Best Practice Report

Index

5.3.

Integration with the policy context

Policy contexts are unique and must be clearly understood so that domestic or international public instruments are used to tackle specific barriers and risks and to avoid potentially market distorting subsidies. Similarly, targeting public resources to de-risking green growth requires a sufficient level of institutional capacity to understand how the policy and regulatory framework impacts on commercial decisions and vice versa (Amin et al. 2014).

Clearly, making the transition to green growth implies shifting from economies with green niche products to mainstreaming green choices across all sectors of the economy. This means that public financial instruments for green projects should not be environmental side-lines but rather integrated into the existing policy context. In the transport sector, for example, this may mean differentiating existing vehicle taxes based on environmental characteristics of the vehicles and prioritizing public transport funding. For the buildings sector the existing building codes may need to be tightened for energy performance requirements and funds made available to implement the change.

In the case of CSP in Morocco, MASEN was established within the context of Morocco’s 2010 Renewable Energy Law alongside various other measures designed to develop CSP as part of an industrial strategy. The high level of public resource was therefore justified on the basis of this wider government strategy.

In Bangladesh, the Grameen Shakti program uses no direct public subsidies and is exceptional8 in not requiring collateral. The program’s success is largely attributed to the way it is integrated within the rural context of informal institutions and lack of end-user credit.

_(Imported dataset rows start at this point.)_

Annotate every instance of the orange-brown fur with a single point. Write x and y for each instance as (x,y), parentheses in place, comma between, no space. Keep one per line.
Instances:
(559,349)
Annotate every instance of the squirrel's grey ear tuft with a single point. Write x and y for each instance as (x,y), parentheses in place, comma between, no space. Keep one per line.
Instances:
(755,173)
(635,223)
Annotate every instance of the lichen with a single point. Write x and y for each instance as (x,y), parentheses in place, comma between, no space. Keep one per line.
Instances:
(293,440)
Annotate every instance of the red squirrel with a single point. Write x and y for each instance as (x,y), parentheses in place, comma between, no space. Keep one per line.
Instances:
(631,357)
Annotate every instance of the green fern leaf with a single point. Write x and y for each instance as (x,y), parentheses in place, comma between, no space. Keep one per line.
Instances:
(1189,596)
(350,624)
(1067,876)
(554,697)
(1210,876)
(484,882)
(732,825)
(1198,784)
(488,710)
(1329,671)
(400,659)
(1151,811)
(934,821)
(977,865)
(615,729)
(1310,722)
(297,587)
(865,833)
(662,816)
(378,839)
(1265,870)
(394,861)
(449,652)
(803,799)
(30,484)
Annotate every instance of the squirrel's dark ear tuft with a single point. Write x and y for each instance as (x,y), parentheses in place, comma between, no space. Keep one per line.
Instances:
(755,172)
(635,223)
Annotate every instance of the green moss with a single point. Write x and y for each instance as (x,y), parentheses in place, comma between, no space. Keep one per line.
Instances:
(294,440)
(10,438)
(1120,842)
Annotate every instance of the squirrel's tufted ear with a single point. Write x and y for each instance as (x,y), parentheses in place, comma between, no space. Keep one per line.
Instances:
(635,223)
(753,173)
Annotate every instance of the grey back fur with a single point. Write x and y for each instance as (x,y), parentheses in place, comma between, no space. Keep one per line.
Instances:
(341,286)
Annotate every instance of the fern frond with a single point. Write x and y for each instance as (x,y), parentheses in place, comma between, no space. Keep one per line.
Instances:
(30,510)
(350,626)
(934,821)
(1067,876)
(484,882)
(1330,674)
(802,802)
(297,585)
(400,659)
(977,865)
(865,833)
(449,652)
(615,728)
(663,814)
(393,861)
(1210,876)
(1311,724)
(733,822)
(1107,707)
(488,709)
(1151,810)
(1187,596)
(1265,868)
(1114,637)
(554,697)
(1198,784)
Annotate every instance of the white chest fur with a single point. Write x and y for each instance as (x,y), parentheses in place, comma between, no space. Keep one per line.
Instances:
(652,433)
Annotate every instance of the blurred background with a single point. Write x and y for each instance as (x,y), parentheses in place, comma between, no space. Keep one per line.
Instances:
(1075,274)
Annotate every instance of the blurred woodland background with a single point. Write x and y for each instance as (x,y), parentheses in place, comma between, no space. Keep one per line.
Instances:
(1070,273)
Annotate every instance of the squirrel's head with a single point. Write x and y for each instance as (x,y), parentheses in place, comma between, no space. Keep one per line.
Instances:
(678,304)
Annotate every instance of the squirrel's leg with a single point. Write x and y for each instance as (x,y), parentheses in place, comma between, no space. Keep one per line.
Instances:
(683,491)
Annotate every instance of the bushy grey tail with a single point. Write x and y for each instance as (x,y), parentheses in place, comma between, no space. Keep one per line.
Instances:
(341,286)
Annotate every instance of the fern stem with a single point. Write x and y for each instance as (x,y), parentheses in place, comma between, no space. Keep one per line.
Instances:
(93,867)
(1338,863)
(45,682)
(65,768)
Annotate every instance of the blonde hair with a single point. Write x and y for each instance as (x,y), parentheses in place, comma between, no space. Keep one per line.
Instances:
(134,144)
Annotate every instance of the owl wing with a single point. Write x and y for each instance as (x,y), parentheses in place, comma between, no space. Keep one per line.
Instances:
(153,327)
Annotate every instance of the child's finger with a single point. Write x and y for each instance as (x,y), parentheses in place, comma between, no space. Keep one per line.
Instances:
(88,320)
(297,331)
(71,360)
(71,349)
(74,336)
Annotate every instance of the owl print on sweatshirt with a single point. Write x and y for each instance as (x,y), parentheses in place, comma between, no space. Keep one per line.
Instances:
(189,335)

Coupling technical assistance for policy, regulatory and other institutional arrangements and capacity development with financial instruments, can help ensure better uptake and efficiency in implementation of public financial de-risking instruments (UNDP 2011).

Strengthening the capacity of financial institutions to support renewable energy and energy efficiency projects has been important in unlocking domestic sources of finance for low-carbon energy. In Tunisia, capacity building to strengthen the knowledge and expertise of domestic financial institutions in solar water heaters was an important component of the Government’s Prosol program, which led to significant leveraging of private capital (Trabacchi et al., 2012).

Development finance institutions, whether national, bilateral, or multilateral development banks, can be key players in helping to bridge understanding and maximize synergies between Governments and relevant market actors (Ecofys-IDFC, 2012; Smallridge et al., 2013). In India, technical assistance from Asian Development Bank to strengthen the capacity of Industrial Development Bank of India to appraise energy efficiency projects, combined with a loan to enable lending to such projects, was effective catalyzing investment in energy efficiency (Polycarp et al., 2013; IEA, 2011).

8. The vast majority of credit delivery financial systems require collatoral no matter the size and category of loan.